The Court's authority is complementary, meaning it intervenes only when national courts have failed, refused, or been unable to prosecute the case effectively.
War Crimes
The Court's most consequential body of work is the prosecution of war crimes. The categories of conduct subject to ICC jurisdiction are enumerated in a separate document, War Crimes Under the Jurisdiction of the International Criminal Court (ICC), which the Court treats as a binding companion to the Charter. The document applies to armed conflict of any kind, whether international or internal, and whether the conflict was formally declared as a war.

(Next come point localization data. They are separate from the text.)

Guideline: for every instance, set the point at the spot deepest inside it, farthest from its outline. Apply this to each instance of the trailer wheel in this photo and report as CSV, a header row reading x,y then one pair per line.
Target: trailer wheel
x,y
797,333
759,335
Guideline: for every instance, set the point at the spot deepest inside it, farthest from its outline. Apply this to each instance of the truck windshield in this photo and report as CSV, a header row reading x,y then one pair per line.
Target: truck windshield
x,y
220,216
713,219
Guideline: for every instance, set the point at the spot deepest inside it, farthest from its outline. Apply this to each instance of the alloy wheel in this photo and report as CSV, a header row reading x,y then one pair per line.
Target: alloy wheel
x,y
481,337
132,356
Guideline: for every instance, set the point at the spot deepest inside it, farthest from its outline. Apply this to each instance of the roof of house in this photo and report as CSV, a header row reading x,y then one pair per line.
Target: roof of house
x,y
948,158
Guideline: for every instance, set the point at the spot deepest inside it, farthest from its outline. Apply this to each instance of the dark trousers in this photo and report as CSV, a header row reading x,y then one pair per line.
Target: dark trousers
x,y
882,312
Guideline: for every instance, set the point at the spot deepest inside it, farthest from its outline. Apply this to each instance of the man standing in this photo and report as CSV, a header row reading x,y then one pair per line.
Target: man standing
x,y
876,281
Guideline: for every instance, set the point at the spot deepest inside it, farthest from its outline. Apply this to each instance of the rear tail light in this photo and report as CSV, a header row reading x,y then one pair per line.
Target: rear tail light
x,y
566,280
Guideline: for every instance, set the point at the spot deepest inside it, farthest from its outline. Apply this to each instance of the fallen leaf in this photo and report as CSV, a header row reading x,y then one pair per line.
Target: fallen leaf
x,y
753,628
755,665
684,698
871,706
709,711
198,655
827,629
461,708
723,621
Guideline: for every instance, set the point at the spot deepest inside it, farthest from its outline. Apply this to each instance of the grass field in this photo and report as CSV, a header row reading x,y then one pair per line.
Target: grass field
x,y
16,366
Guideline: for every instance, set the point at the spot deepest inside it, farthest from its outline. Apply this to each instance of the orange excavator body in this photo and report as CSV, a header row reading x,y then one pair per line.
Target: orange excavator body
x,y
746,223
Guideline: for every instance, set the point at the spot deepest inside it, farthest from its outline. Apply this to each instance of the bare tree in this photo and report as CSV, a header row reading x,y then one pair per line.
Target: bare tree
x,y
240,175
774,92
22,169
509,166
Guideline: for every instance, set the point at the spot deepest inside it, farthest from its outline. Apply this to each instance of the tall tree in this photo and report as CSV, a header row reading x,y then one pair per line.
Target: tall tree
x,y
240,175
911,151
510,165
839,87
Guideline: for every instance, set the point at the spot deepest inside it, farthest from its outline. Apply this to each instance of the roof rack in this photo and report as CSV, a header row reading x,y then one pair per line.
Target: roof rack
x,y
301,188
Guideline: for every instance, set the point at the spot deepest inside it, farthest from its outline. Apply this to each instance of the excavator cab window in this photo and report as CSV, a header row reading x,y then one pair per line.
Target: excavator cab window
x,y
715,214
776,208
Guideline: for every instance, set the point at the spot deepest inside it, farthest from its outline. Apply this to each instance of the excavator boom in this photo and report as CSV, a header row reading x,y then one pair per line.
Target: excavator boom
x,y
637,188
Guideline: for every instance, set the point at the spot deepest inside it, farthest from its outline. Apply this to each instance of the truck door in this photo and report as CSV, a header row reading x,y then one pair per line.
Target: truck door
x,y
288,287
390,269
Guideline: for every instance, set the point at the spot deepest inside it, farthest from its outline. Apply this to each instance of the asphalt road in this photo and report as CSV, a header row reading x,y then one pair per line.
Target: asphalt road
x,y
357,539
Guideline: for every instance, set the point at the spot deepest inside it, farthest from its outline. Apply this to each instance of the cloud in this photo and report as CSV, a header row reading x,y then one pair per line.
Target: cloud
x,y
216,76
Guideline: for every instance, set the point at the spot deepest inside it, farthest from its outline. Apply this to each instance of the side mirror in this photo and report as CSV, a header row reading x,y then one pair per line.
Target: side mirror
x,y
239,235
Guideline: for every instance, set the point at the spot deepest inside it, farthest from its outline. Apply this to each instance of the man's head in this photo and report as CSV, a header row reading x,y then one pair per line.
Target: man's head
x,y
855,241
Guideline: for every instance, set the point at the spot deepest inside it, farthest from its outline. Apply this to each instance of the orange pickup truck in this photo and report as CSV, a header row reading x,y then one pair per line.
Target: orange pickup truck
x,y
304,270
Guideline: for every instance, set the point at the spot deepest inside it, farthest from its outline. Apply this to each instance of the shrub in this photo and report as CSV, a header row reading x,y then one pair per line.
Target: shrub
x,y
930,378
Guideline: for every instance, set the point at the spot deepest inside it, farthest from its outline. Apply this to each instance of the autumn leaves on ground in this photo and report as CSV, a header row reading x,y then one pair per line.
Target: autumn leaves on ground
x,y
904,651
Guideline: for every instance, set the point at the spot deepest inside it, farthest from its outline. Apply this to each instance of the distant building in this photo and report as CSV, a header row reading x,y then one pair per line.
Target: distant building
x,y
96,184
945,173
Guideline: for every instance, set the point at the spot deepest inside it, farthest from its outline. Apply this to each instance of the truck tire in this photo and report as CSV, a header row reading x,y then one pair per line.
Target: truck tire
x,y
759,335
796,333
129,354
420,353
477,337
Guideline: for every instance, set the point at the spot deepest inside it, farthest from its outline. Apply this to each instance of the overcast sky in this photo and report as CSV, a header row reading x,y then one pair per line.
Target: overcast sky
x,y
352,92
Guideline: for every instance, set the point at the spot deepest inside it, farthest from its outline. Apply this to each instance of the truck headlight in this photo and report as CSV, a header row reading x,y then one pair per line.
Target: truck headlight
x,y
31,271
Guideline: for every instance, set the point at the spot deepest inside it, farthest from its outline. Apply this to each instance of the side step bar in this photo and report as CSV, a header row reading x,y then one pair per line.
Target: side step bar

The enumerated categories are:
- Attacks on Civilians and Non-Combatants. Intentional targeting of civilians, indiscriminate attacks, use of human shields, attacks on humanitarian aid and medical facilities, forced displacement, and terror tactics against civilian populations.
- Treatment of Prisoners of War and Detainees. Execution without trial, enforced disappearances, mutilation and non-consensual medical experimentation, and the use of POWs for military labor.
- Unlawful Weapons and Methods of Warfare. The use of banned weapons (including radiological weapons and incendiary or cluster munitions used against civilians), deliberate destruction of civilian infrastructure (water, power, food production), starvation as a method of war, unlawful sieges and blockades, environmental warfare, the booby-trapping of corpses or humanitarian supplies, and attacks on neutral peacekeeping forces.
- Crimes Against Cultural and Religious Heritage. Destruction of cultural, historical, or religious sites without military necessity, pillage and plunder of occupied territories, and desecration of places of worship.
- Prohibited Combat Tactics. Use of child soldiers (individuals under the age of 18), unlawful occupation practices including forced conscription and enslavement of occupied populations, reprisals against civilians, failure to distinguish between combatants and non-combatants, and forced marriage in conflict zones.
Liability extends beyond direct perpetrators. Commanders and political leaders may be held accountable for ordering, enabling, or failing to prevent war crimes committed under their authority, and prosecution is not limited to declared conflicts.
Procedures
- Initiation. Cases are initiated by referral from a member state. All other member states are notified immediately on initiation.
- Trial. Proceedings are public, transparent, and bound by standards of fairness and impartiality. Defendants have the right to counsel, the presumption of innocence, and interpretation services. Witness protection and admissibility of evidence are governed by published Court protocols.
- Appeals. Panel decisions are final. Appeals are accepted only on grounds of procedural irregularity or substantial new evidence, and are heard by a freshly convened panel.
- Sentencing. Available sentences include imprisonment, exile, fines, restitution, and sanctions.
Enforcement
The Court does not maintain its own enforcement arm. It relies on its member states to execute sentences, extradite indicted individuals, and provide investigative and witness support as required.
Forceful or military enforcement against non-member states is constrained. Such action requires a two-thirds vote of member states under the Charter, and unanimous consent under the standard Membership Agreement signed at accession. The intent of the threshold is to keep the Court from being used as a vehicle for unilateral military action by any single member.
Role in Epochs
- Landfall-530 - Noble Blood: Established by treaty between The Second Lilaris Empire, New Ides, and Mirage Concord during the middle period of the epoch. Operates from Cadence until the collapse of central institutions in The Blaze.
Locations
- Cadence: A purpose-built neutral city-state on land ceded by The Second Lilaris Empire, serving as the Court's headquarters and the only ground recognized by all signatories as outside national sovereignty.